O semblante inconfundível, os passos seguros e o olhar convicto eram
coerentes com o que uma vez havia mencionado ser seu modo de absorver as
circunstâncias. Mente lúcida, transitando entre a despreocupação e a
determinação. E o tom mágico no jeito de falar.
Estava bem
perto dela. Ela talvez não o reconhecesse naquela improvável rua, naquela
improvável cidade. Atreveu-se:
-
“Olá!”
Uns
instantes de surpresa e a resposta:
-
“Oiii, tudo bem?”
Era mesmo ela!
Ah... estes olhos, este rosto, esta voz mansa!
Em
seguida, vieram algumas frases absolutamente convencionais.
Depois...
bem, depois andaram juntos pela rua, cruzaram praças um tanto deformadas, monumentos
esquecidos e as muitas pessoas que passavam por ali.
Reatando a
afinidade, seguiram absortos por rumos aleatórios, juntando mãos e passos.
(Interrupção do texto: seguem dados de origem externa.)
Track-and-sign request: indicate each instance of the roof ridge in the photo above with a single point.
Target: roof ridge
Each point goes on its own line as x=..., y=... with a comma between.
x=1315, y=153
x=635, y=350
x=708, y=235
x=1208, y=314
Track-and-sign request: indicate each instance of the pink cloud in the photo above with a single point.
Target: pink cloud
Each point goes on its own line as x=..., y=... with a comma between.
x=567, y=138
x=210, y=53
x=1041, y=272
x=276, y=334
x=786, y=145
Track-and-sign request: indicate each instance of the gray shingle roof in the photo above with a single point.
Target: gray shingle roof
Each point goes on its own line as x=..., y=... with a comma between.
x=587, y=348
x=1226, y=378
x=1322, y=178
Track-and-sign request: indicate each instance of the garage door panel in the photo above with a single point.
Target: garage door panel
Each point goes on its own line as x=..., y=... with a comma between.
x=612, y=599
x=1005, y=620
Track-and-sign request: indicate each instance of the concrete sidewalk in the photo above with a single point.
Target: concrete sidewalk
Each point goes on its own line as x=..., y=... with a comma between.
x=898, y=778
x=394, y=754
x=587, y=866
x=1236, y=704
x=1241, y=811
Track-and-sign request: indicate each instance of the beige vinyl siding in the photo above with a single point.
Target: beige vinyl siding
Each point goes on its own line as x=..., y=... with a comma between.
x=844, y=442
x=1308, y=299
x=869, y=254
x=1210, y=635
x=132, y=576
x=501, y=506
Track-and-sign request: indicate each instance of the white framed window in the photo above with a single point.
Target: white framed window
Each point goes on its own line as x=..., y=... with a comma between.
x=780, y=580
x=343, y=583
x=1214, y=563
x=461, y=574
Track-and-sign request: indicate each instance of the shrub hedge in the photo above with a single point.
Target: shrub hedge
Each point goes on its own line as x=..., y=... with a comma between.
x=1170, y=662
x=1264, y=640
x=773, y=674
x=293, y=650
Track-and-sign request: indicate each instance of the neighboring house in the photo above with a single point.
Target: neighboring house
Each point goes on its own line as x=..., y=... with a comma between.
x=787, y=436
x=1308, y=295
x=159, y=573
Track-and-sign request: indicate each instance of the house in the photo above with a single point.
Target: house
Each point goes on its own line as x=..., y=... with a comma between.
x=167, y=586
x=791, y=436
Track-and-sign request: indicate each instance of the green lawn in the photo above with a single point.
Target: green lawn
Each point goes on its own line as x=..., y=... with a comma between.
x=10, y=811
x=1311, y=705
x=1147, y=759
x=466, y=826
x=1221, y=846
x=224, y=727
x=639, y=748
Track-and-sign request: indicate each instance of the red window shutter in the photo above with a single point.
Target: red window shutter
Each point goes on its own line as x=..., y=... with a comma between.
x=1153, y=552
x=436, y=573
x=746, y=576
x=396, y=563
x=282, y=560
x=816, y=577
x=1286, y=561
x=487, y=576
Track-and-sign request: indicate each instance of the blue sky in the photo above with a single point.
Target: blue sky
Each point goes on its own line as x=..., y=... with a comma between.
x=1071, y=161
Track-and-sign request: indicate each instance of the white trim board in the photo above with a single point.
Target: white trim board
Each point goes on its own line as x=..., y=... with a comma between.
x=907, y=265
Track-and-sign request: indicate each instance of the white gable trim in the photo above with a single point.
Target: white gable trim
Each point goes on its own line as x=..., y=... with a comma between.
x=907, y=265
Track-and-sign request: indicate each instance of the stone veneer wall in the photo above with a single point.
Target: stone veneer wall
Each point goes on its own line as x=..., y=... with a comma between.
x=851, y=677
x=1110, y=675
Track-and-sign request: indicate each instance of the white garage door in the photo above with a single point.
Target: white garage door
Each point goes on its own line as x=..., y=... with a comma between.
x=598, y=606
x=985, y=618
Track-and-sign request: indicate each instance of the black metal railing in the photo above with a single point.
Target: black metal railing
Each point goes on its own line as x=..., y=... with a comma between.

Caminharam até que anoitecesse e conseguissem se acomodar nos cenários de algum
recanto tranquilo, onde pudessem estar realmente a sós e houvesse silêncio ao
redor.
Falaram
a respeito de tudo.
Permitiram-se
todos os sorrisos guardados desde a última vez em que estiveram juntos. Uma
espera que não acreditavam ter existido tão prolongada. De algum modo, se
redescobriram e experimentaram a sutileza das redescobertas. Celebraram
inusitadas manifestações de mútua compreensão, provavelmente as definitivas.
Lembraram-se
de antigas promessas que, naquele instante, pareciam não mais fazer sentido.
Dissecando
passado e presente, localizaram conquistas, reviveram encantos e deixaram as
cores da suavidade e da harmonia os seduzir. Festejaram, enfim, suas expressões
de paz e intimidade.
Apesar de
envolvidos, compreenderam que não haveria como combinar os próximos encontros, as próximas
tardes de outono e as outras horas de ternura.
Talvez já fosse tarde para compor uma nova expectativa. Muito tarde.
Era
madrugada e precisaram afastar as mãos, baixar os olhos, retomar os passos,
prosseguindo cada um pelo seu sentido na vida.
Amanhecia.
E se calaram.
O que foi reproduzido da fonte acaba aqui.